Dorothy Lee reflects on our 10th Spring Gala—her first as LitWorld's Executive Director.
This time of year is always special for the LitWorld family. All around New York City where we have our home base, the trees blossom and tell us that spring is in full swing and summer is around the corner. School is winding down and our LitClubs are planning LitFests that will celebrate the feats of the past year and look ahead to filling summers with reading and creativity, which means LitCamp for many—hip hip hooray!
It is a time for gratitude, joy, and anticipation.

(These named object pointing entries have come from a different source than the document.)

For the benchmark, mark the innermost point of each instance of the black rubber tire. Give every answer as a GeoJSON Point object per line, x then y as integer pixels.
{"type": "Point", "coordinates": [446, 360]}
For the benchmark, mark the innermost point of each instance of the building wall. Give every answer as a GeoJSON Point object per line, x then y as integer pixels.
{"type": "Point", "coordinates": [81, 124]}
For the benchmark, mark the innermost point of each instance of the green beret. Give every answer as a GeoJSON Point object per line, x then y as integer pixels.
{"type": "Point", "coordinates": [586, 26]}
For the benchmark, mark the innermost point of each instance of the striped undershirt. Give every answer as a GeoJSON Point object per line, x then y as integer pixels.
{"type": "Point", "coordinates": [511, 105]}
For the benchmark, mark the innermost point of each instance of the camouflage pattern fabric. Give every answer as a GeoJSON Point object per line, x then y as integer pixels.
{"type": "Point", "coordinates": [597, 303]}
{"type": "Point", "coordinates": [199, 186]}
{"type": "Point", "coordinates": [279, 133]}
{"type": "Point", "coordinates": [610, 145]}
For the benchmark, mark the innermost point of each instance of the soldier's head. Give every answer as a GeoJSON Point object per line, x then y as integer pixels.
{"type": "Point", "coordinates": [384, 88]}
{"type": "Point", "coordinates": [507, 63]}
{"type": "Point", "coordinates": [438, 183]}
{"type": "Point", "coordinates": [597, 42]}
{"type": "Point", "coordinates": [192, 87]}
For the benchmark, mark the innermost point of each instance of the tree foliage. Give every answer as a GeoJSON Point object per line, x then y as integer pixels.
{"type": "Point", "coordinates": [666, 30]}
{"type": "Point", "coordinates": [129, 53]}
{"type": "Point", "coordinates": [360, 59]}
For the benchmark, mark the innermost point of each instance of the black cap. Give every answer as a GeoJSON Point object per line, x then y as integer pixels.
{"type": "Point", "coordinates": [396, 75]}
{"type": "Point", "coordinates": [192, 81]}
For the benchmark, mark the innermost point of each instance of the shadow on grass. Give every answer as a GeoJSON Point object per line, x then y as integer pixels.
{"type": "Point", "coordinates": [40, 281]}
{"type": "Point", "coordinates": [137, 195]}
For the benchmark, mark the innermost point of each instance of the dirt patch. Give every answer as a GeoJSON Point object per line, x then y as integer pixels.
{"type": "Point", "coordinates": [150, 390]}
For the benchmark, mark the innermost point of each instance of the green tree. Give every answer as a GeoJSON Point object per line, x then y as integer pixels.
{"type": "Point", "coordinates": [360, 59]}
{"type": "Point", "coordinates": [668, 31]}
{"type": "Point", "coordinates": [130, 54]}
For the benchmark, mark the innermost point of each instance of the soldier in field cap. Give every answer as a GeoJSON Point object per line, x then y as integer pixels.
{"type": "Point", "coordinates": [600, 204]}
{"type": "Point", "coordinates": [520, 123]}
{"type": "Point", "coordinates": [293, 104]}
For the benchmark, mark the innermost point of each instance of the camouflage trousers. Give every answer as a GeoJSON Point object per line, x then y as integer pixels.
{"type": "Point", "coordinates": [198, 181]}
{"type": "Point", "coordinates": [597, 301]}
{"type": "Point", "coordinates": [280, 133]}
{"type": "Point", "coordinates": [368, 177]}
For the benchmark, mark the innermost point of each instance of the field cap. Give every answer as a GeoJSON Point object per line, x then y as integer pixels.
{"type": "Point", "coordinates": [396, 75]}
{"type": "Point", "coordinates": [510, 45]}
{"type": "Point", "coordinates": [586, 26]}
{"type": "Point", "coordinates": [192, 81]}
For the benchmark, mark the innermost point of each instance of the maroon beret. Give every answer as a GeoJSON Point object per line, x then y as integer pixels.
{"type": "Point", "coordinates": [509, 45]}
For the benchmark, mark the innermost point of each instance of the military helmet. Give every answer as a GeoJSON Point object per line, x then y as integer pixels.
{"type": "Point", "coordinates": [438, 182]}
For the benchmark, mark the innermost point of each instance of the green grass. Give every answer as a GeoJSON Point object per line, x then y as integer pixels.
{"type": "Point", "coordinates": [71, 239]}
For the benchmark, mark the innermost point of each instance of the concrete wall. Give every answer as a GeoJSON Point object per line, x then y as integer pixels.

We were so proud last week to bring together much of our LitWorld community at our Spring Gala for our own celebration. Together we shared stories of our LitKids, our partner communities and supporters, and ourselves. The theme of the evening was “Turning the Page,” which resonated in our hearts as a reflection on what stays the same, what deepens, and what changes when we begin new chapters. Where can we take control of our futures and how can we help others do the same?
I shared a story of when I was ten, helping out in my mom’s nursery school classroom during my school breaks. Reading aloud with those toddlers made me feel like a leader for the first time. I still use those read-aloud-rooted skills every day as LitWorld’s Executive Director.
Our Be the Story Honoree, Dr. Deborah Winston, Emeritus Deputy Executive Director of the Office of Literacy for the Detroit Public Schools Community District, shared a story of learning to lead by teaching her younger brother to read.
Our Founder, Pam Allyn, shared a story of how much her father Bill Krupman’s devotion to work, and his commitment to the power of summer camp, influenced her childhood and shaped both who she has become, and how our LitCamp Champion Honoree, the law firm Jackson Lewis, where Bill was a founding partner, has carried on his legacy in its steadfast support for LitWorld’s work.
Our Lit Opening Speaker, author and educator Torrey Maldonado, shared a story of how his mother gave him what LitWorld gives the kids in our communities, showing him all that learning can and should be. And Peter H. Reynolds's picture book The Word Collector, published by our sponsor Scholastic, echoed our theme throughout the room with its story of Jerome, a young boy learning that words give us strength as we take them in, and give us even more power when we share them.
I asked our guests to reflect in the room:
Who were you when you were a child? Take a moment to think of your LitKid-self. Who made you feel like you truly belonged? What made your confidence shine? When did you feel afraid and what gave you hope?
Too many children do not have access to the resources that will give them the power to own their dreams.
Globally, 250 million children and 774 million adults do not have access to the life-changing, life-saving power of literacy.
LitWorld defies these numbers every day.
Our LitClubs reach over 7,000 children and parents, our LitCamps reach hundreds of thousands of kids across the US, and our World Read Aloud Day campaign reaches millions.
We are so grateful to everyone who has rallied with us this spring, raising funds to keep this important work going. We need you with us to ensure that our LitKids can turn the page onto the bright futures they deserve.